I honestly hope he has a loving family out here looking for him. And ya know, if not, it's their loss! I would keep him in a heart beat if I knew for sure.


----------



## Alpaca (Dec 21, 2009)

Ha, be warned though. I also did what you did with Cap'n Jack. After no answers to my ads, I was like alright! So I neutered and microchipped him. Now he's the sweetest sweetie pie out of the whole bunch who follows me everywhere like a puppy.


----------



## The Divine Miss M (Oct 4, 2011)

Also take into account that he could be someone's indoor/outdoor cat, and there could be someone out there wondering why he didn't come home for dinner.
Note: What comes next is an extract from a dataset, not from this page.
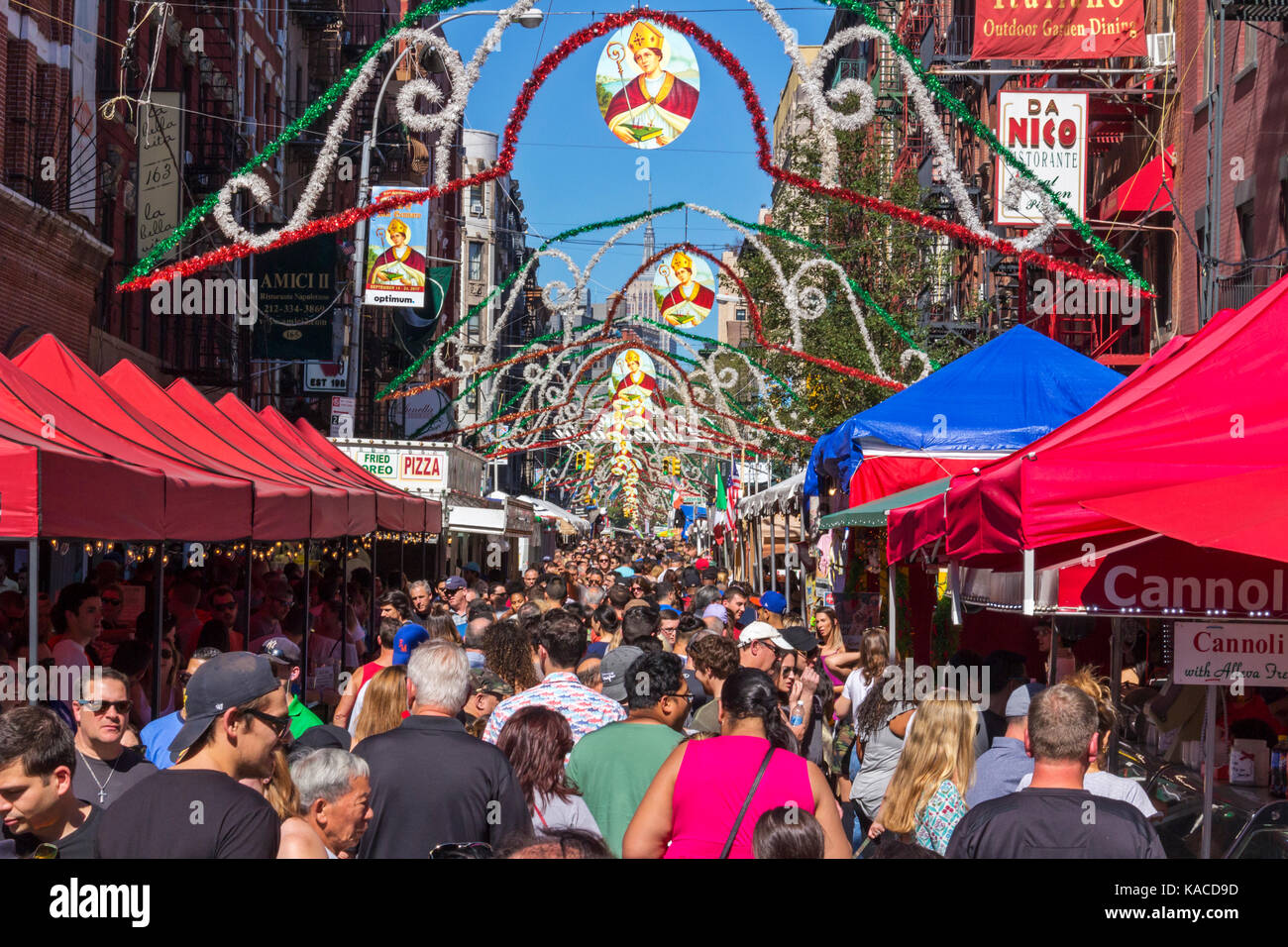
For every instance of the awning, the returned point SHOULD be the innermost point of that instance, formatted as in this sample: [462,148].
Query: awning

I'm not sure keeping him in is the right thing to do if he's well fed and since you can't ID him as a boy, I'm guessing he's either a she or has been neutered. If he's a he, he did not neuter himself so there should be someone on the look out.


----------



## Heidi n Q (Nov 22, 2006)

IME, dirty cats don't have homes. 
Cats who have homes typically spend a good portion of their time indoors and grooming. Cats outside, trying to survive, don't spend a lot of time grooming the grime off of them. They just let themselves be dirty.
If he hasn't been lost (_accidentally got out_) I have to wonder if someone turned him out of their home to fend for himself. 

I think he was very lucky to find you and Apollo.


----------



## Shenanigans (Jul 23, 2011)

He is quite dirty. And since he's been here I've only seen him "clean" himself once, which was a quick lick on his back leg. His paws are caked in dirt and there's some little cakes of dried dirt around the base of his nails. I was looking at his teeth and they aren't in BAD shape, but they're not in good shape either. I'm beginning to think he's a lot older than I first assumed. He isn't grey anywhere, but I don't think he's under a year old.

I'm printing out some Cat Found posters to put around my neighborhood, just in case he did manage to get out of his home. I don't know, it's just odd. I am pretty well acquainted with the majority of the strays around here as they all seem to flock to my patio at some point or another.


----------



## Nora B (Nov 6, 2010)

Sounds like he found you at just the right time.


----------



## Shenanigans (Jul 23, 2011)

*He just went home!*

I'm sad to see him go, but I'm so happy that he wasn't just tossed out by someone around here.


----------



## Dave_ph (Jul 7, 2009)

What? What? What's the story on his return


----------



## Lenkolas (Jan 18, 2011)

What happened! He was lost? REALLY?!?! :shock:


----------



## Shenanigans (Jul 23, 2011)

Yeah, I'm just as surprised. To be honest, I couldn't bring myself to ask for the details, I didn't want to seem rude, even though I wanted to scream the whole time she was here. The only thing that made me keep my mouth shut is that she really did look relieved when she saw him.

He's not microchipped, no collar, nothing. I'm actually starting to feel more and more guilty about it.


----------